So könnten die Grünen den Umfragen zufolge gemeinsam mit der SPD und der CDU eine Regierungsmehrheit stellen. Eine Zusammenarbeit von CDU und Grünen in Brandenburg könnte sich jedoch schwierig gestalten. Zwar bekräftigt inzwischen auch die CDU keine weiteren Siedlungen mehr umsiedeln zu wollen, doch einer Fortführung und Erweiterung des Tagebaus Welzow-Süd erteilen sie keine Absage und verweisen unter anderem auf die Versorgungssicherheit.

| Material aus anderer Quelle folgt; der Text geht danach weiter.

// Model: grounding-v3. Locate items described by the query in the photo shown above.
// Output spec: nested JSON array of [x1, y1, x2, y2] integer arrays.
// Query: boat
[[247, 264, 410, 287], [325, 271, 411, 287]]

Genau wie die FDP, die in ihrem Wahlprogramm einen Ausstieg aus der Braunkohle „früher oder später“ für unumgänglich hält, gleichzeitig jedoch auf vermeintliche Sicherheit und geringe Kosten durch die fossile Energie verweist, sowie vor „Massenarbeitslosigkeit“ warnt. Ein „behutsamer Ausstieg aus der Kohle“ sei daher vonnöten. Ob die FDP jedoch künftig an einer Regierung beteiligt seien wird, darf bezweifelt werden. Nachdem sie in der vergangenen Legislaturperiode nicht im Parlament vertreten waren, ist nun zwar ein Einzug möglich, mit Prognosen bei 5 Prozent der Stimmen ist ein Dreierbündnis mit der FDP jedoch in keiner Konstellation gegeben.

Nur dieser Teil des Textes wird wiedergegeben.